The Chief Executive Officer of the Accra Metropolitan Assembly, Elizabeth Sackey, said informal waste sector workers were agents of waste management optimisation.
"With the steady rise in urbanisation in our cities comes the reality of population increase and increase in migration, increase in resource consumption, increase in informal labour and informal housing trends and so on," she said.
She mentioned some of the achievements the city of Accra had gained since joining the inclusive climate action programme.
"We have had capacity-building sessions which brought together informal waste sector leaders and members of the Ghana Trades Union Confederation (TUC).

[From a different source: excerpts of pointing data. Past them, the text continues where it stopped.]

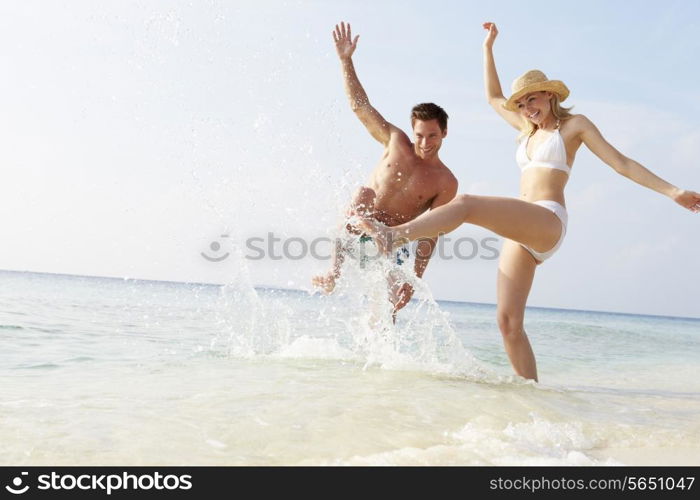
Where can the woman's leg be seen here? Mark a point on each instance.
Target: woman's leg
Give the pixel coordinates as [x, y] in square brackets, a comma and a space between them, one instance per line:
[516, 270]
[514, 219]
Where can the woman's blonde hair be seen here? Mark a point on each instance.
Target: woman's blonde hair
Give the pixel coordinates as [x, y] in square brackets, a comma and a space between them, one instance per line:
[559, 112]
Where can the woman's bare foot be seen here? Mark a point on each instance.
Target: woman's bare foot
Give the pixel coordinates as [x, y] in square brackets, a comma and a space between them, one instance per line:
[326, 282]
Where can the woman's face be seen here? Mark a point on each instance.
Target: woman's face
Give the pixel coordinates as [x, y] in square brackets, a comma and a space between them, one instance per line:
[535, 106]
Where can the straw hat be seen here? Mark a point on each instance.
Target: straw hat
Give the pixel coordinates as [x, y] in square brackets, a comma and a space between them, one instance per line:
[534, 81]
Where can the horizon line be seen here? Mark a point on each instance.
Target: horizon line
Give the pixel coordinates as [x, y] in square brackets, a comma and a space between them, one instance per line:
[275, 287]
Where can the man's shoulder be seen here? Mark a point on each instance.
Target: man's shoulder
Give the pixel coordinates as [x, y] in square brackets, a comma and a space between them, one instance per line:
[442, 179]
[445, 175]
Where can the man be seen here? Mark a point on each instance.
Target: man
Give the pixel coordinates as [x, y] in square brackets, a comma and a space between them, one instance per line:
[409, 179]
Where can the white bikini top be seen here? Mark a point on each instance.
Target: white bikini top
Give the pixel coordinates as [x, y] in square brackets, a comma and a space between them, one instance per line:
[550, 154]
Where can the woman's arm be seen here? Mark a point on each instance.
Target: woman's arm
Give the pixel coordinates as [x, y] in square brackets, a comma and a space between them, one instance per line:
[627, 167]
[492, 85]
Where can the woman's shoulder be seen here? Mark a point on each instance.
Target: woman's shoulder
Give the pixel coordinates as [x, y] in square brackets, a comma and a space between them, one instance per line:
[576, 123]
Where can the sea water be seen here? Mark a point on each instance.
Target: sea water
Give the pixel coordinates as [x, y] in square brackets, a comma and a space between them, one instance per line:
[99, 371]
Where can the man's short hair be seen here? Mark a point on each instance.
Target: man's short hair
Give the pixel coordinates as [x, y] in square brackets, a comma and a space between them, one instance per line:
[429, 111]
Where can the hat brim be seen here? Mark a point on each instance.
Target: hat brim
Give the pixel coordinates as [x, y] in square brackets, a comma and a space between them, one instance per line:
[555, 86]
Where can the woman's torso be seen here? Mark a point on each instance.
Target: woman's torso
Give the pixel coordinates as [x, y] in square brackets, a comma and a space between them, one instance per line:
[545, 159]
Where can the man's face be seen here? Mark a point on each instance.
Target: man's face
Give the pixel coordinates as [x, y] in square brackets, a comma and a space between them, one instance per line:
[427, 137]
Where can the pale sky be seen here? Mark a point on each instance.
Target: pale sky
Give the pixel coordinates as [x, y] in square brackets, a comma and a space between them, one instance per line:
[136, 133]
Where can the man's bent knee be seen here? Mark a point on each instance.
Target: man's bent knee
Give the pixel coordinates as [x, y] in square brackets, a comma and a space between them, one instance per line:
[511, 327]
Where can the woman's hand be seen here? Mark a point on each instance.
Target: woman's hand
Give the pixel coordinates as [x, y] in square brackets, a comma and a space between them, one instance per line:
[491, 36]
[688, 199]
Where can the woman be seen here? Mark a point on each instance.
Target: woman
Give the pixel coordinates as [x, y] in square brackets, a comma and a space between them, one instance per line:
[535, 224]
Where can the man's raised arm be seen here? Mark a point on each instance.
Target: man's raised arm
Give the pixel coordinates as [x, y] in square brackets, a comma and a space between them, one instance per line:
[375, 123]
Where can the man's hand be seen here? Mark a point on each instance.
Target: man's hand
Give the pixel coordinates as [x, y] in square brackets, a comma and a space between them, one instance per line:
[344, 44]
[491, 35]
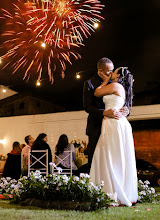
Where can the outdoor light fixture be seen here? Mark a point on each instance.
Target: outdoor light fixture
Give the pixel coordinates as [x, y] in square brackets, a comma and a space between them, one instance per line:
[38, 83]
[78, 76]
[96, 25]
[43, 45]
[3, 141]
[4, 90]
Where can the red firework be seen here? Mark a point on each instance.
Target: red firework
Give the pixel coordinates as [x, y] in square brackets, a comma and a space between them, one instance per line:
[46, 33]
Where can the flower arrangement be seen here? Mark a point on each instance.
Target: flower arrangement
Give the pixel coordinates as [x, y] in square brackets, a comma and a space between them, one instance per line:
[56, 188]
[145, 192]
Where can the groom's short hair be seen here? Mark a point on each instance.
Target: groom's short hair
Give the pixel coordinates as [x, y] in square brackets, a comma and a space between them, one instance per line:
[102, 63]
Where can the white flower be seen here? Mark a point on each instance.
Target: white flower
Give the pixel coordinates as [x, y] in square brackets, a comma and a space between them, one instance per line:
[102, 183]
[76, 178]
[96, 188]
[82, 175]
[59, 169]
[81, 181]
[142, 193]
[152, 190]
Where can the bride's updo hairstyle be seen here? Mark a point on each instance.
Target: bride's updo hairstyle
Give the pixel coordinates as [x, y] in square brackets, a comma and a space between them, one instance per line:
[126, 79]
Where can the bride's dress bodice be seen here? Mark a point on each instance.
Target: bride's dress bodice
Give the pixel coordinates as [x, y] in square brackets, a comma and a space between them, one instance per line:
[113, 101]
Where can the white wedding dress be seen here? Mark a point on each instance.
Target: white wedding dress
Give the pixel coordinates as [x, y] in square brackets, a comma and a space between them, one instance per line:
[114, 158]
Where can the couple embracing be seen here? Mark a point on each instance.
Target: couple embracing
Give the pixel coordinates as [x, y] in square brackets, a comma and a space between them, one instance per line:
[108, 99]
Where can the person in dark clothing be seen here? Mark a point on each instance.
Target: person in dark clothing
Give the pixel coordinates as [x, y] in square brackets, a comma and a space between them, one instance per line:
[95, 107]
[12, 166]
[62, 151]
[41, 144]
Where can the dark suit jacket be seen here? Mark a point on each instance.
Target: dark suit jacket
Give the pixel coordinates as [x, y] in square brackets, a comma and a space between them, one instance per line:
[93, 105]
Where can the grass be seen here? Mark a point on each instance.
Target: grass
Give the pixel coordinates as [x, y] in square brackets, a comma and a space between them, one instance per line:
[138, 212]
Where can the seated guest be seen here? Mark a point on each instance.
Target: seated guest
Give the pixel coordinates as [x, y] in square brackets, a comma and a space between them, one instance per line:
[29, 141]
[12, 167]
[41, 144]
[61, 147]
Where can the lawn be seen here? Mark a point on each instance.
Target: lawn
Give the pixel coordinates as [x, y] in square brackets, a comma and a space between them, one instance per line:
[140, 211]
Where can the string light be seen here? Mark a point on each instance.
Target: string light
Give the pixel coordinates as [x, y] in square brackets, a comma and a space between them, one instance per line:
[38, 83]
[78, 76]
[43, 45]
[4, 90]
[96, 25]
[3, 141]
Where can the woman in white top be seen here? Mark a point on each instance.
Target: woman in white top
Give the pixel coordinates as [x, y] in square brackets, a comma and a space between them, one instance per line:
[61, 151]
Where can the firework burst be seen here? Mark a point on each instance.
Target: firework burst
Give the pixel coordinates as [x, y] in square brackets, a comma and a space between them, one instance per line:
[47, 33]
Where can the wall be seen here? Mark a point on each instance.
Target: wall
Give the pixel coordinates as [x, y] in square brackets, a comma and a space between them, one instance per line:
[16, 128]
[71, 123]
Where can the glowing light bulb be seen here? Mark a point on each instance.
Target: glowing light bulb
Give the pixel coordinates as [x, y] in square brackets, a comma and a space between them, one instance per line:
[43, 45]
[96, 25]
[3, 141]
[4, 90]
[38, 83]
[78, 76]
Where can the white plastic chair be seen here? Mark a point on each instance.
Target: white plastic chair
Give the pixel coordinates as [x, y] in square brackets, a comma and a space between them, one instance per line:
[38, 160]
[57, 160]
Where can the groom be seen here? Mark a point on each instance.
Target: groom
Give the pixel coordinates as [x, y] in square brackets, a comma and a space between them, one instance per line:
[96, 108]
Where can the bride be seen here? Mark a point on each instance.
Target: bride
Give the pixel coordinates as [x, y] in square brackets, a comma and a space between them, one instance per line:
[114, 158]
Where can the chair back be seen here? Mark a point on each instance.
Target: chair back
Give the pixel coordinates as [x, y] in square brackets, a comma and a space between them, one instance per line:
[60, 161]
[38, 160]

“We also held an inter-agency roundtable which helped build a regional consensus on how to advance the development of a regional informal sector policy and formed key partnerships for collaboration," she added.
The panellists discussed the relationship between city governments and informal sector waste workers, particularly the youth, women and migrants who they said were often disproportionately represented and disadvantaged in the informal economy.
They also deliberated on how cities could deliver inclusive systems and contribute to just transition, particularly, for those groups.
The discussants further recommended that informal waste actors needed to be included in all forms of deliberations and decision-making processes.
They also suggested that an insurance policy should be designed for them to increase output, and the collection of workers data to serve as identification.